In his interim update on the economy, timed with the completion of one year in office of the Narendra Modi-led government, Chief Economic Advisor (CEA) Arvind Subramanian has persuasively argued in favour of aggressively cutting interest rates that might also lead to a weakening of the rupee. This, according to him, is what countries like China are now doing in order to both boost domestic private investment and exports. India should follow suit with the RBI taking the lead, the CEA has suggested, while noting that the success of this government’s Make in India export drive will also hinge on a more competitive rupee. Subramanian has a point, considering that the rupee — going by the sharp increase in its real effective exchange rate or REER against a basket of currencies after adjusting for inflation differentials — is currently overvalued. The impact of it is visible in the contraction of India’s exports.

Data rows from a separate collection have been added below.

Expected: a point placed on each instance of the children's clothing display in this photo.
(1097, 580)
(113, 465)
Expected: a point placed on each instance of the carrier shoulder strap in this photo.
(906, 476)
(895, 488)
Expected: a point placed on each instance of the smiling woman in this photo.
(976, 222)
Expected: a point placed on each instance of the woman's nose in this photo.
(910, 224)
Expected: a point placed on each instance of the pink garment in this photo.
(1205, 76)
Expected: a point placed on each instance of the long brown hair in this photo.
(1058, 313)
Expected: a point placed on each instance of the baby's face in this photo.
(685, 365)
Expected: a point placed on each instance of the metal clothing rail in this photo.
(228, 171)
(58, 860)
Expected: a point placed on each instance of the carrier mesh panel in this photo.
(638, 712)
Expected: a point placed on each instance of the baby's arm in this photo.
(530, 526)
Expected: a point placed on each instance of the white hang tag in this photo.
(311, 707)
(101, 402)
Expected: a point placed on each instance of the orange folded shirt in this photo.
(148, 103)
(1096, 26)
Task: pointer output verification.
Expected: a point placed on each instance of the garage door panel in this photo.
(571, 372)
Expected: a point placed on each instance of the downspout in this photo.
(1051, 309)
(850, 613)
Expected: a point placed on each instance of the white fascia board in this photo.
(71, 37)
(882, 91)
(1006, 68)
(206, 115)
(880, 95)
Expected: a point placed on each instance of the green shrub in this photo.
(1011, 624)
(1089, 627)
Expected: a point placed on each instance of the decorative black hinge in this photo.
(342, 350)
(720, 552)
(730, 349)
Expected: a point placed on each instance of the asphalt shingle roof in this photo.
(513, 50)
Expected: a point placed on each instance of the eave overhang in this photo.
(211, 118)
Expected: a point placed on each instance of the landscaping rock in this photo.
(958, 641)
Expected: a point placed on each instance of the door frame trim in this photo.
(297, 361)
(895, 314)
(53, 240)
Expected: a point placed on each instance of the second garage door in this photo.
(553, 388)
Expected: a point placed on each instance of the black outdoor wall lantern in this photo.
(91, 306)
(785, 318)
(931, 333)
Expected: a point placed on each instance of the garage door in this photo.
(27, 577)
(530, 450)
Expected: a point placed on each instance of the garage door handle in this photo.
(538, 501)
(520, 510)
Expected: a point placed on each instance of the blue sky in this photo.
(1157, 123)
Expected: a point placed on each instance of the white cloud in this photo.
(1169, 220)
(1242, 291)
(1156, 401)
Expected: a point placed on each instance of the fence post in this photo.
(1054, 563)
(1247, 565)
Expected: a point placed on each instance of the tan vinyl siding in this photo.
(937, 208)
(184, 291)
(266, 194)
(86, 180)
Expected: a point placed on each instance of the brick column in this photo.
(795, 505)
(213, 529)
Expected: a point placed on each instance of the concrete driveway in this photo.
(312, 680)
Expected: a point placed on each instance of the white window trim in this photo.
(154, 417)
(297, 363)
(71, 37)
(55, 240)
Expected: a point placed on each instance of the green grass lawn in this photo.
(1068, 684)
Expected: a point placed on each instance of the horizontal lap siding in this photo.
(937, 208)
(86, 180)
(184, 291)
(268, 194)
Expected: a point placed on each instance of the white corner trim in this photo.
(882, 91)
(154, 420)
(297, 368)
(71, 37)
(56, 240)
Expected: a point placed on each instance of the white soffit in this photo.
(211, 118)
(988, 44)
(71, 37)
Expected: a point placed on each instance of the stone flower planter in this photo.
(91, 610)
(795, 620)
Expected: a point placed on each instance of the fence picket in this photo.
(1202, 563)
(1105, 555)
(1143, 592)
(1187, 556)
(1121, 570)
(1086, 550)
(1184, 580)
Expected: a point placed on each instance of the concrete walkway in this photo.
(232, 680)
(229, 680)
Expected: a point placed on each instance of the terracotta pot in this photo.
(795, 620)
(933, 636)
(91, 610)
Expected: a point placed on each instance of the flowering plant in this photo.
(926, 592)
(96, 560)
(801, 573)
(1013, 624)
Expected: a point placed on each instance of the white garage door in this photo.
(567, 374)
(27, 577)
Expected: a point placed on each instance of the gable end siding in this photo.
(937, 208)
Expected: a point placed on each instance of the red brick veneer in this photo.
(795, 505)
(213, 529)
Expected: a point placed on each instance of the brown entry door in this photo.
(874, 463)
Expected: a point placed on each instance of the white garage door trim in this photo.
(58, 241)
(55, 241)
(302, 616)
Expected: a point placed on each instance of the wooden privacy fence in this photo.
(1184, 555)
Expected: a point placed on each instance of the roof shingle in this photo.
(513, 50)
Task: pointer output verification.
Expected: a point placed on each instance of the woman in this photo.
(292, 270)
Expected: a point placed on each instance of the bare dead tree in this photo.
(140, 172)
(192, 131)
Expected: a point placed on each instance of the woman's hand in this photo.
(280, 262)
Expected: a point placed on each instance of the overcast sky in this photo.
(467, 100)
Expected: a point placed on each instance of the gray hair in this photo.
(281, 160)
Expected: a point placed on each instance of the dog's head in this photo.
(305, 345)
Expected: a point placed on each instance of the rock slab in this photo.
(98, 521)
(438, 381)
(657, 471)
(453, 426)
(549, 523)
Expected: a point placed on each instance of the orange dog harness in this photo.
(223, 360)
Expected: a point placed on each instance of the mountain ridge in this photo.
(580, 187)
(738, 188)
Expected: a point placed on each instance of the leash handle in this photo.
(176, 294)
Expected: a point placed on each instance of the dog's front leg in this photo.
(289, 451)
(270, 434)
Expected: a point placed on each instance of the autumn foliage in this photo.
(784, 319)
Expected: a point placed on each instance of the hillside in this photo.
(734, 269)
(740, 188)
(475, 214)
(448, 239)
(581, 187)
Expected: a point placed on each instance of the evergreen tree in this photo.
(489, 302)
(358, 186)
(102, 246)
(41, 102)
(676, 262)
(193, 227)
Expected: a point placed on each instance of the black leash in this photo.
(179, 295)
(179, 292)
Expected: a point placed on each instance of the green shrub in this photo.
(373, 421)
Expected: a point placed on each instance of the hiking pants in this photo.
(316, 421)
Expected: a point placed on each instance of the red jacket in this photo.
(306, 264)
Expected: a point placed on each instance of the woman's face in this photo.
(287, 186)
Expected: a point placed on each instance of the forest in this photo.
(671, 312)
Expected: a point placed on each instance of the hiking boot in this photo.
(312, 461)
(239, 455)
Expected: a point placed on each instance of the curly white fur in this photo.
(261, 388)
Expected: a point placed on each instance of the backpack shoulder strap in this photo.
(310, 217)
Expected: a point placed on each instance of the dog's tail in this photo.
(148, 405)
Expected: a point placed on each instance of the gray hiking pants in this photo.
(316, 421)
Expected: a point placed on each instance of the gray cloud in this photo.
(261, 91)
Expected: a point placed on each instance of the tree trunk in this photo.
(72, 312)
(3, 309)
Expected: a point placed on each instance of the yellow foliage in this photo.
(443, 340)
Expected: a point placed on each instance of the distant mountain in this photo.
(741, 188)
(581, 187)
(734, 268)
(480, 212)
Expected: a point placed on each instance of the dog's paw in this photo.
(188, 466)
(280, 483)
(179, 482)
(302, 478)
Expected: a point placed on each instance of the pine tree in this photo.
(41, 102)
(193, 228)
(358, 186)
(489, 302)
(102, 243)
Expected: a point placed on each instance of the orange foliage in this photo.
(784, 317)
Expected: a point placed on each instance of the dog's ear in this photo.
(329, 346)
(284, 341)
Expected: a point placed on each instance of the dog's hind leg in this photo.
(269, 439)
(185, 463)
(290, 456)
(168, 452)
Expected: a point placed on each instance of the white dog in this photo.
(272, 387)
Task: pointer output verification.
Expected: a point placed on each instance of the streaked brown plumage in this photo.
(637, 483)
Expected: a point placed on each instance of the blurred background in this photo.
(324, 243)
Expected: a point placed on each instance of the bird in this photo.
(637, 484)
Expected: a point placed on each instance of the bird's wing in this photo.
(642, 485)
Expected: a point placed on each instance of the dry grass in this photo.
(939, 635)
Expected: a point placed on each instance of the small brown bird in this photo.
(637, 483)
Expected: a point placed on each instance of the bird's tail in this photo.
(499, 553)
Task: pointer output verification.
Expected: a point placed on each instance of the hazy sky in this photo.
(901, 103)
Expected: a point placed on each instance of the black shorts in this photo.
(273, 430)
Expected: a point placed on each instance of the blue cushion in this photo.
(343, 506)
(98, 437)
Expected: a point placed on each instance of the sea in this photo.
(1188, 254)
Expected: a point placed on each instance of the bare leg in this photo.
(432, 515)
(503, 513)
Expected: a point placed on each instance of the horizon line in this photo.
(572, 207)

The CEA’s views on India emulating China — an economy he has tracked closely — may not, however, find takers in the Indian central bank. RBI governor Raghuram Rajan has counseled against adopting an export-led strategy that would involve subsidising exporters with cheap inputs as well as a deliberately undervalued exchange rate. In the current global economic scenario — marked by weak growth and contraction in world trade — this may simply not work.
While the RBI has already cut rates twice this year and it may well choose to cut further in its next policy review on June 2, the fact is that cuts should now be deep enough to have a substantial impact on sentiment. Both the RBI and the government may have underestimated the extent of the current slowdown. Subramanian is right in noting that the economy today needs a strong policy stimulus in the short term. The room for such stimulus now lies more in monetary than fiscal policy. Equally, the RBI and the government — the dominant shareholder of state-owned banks — should push banks to pass on the benefits to borrowers.